There is of course a heap of 'Search for a "higher meaning"', 'absolute power corrupts', 'traitors and cowards die' moralistic stuff, but that's still around, especially on Channel Five.
"The word impossible is only found in a dictionary of fools," proclaims Dr. Hans Reinhardt, played by Maximilian Schell having the best time as a mad genius, planning to plunge his spacecraft the Cygnus into a black hole and emerge on the other side in possession of the ultimate secrets of the universe. Another spaceship The Palomino arrives, randomly, and it's crew of scientists and reporters learn and quake at the dastardly means Schell has been using so far to further his experiment, so they have to escape and tell Earth. But he doesn't want them too...

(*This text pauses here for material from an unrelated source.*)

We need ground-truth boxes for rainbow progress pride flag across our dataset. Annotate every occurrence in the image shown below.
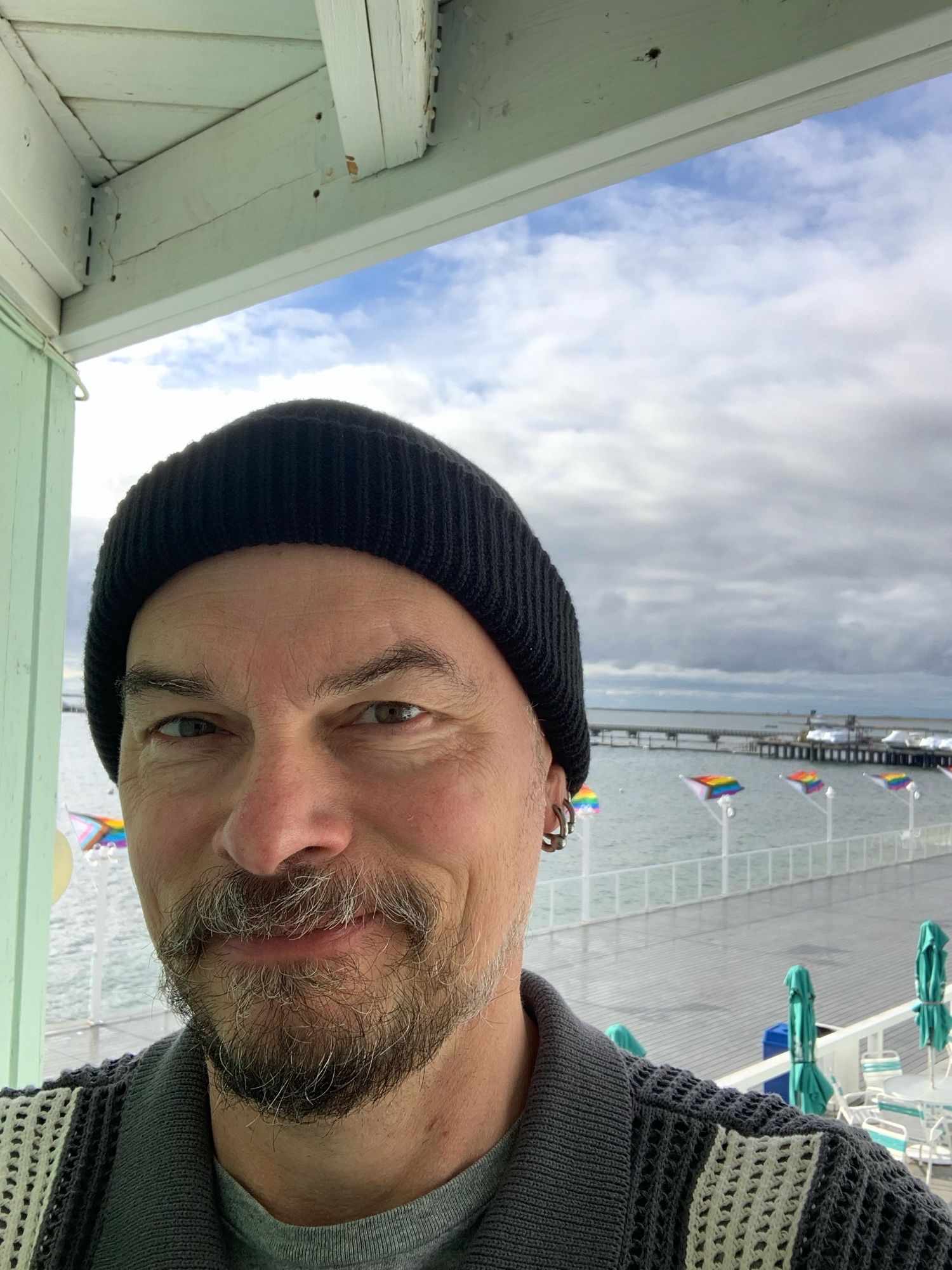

Yvette Mimieux was Weena the Eloy in George Pall's production of HG Wells' The Time Machine 20 years Earlier, and she has a bit more to do here than she did there, with her useful ESP, and more clothes on. Though Black Hole doesn't follow a novel like The Time Machine, it seems to, being as reminiscent of Disney's 20, 000 Leagues under The Sea as Verne's novel itself, though the dialogue should all come in slanty block-capitol printed bubbles: "My God", says Ernest Borgnine after a peek at the eponymous hole, "it's like Dante's Inferno."
It's pretty then, and fun, and don't let the cute robots put you off, to come and try to spot the first ever computer-controlled camera work bar the original Star Wars, which was robot, not computer anyway. Hmm. I'm not sure if I might be lying there. Nevermind: this isn't one for scienific vigour.